[Python-Dev] boxing and unboxing data types

Steven D'Aprano steve at pearwood.info
Mon Mar 9 05:12:44 CET 2015


On Sun, Mar 08, 2015 at 08:31:30PM -0700, Ethan Furman wrote:

> When data is passed from Python to a native library (such as in an O/S 
> call), how does the unboxing of data types occur?
[...]
> So the real question: anywhere in Python where an int is expected (for 
> lower-level API work), but not directly received, should __int__ (or 
> __index__) be called?  and failure to do so is a bug?

I think the answer is in the docs:

https://docs.python.org/3/reference/datamodel.html#object.__int__

Immediately below that __index__ is described, with this note:

    In order to have a coherent integer type class, when 
    __index__() is defined __int__() should also be defined, 
    and both should return the same value.

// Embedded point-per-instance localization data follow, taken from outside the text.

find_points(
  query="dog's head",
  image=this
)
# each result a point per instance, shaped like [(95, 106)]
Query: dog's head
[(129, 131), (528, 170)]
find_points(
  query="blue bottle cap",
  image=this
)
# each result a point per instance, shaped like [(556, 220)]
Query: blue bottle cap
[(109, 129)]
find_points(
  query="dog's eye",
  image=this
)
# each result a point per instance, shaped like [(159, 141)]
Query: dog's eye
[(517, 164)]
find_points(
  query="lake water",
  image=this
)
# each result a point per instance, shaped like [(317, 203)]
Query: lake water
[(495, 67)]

The PEP adding __index__ is also useful:

https://www.python.org/dev/peps/pep-0357/


My summary is as follows:

__int__ is used as the special method for int(), and it should coerce 
the object to an integer. This may be lossy e.g. int(2.999) --> 2 or may 
involve a conversion from a non-numeric type to integer e.g. int("2").

__index__ is used when the object in question actually represents an 
integer of some kind, e.g. a fixed-with integer. Conversion should be 
lossless and conceptually may be thought of a way of telling Python 
"this value actually is an int, even though it doesn't inherit from int" 
(for some definition of "is an int").

There's no built-in way of calling __index__ that I know of (no 
equivalent to int(obj)), but slicing at the very least will call it, 
e.g. seq[a:] will call type(a).__index__.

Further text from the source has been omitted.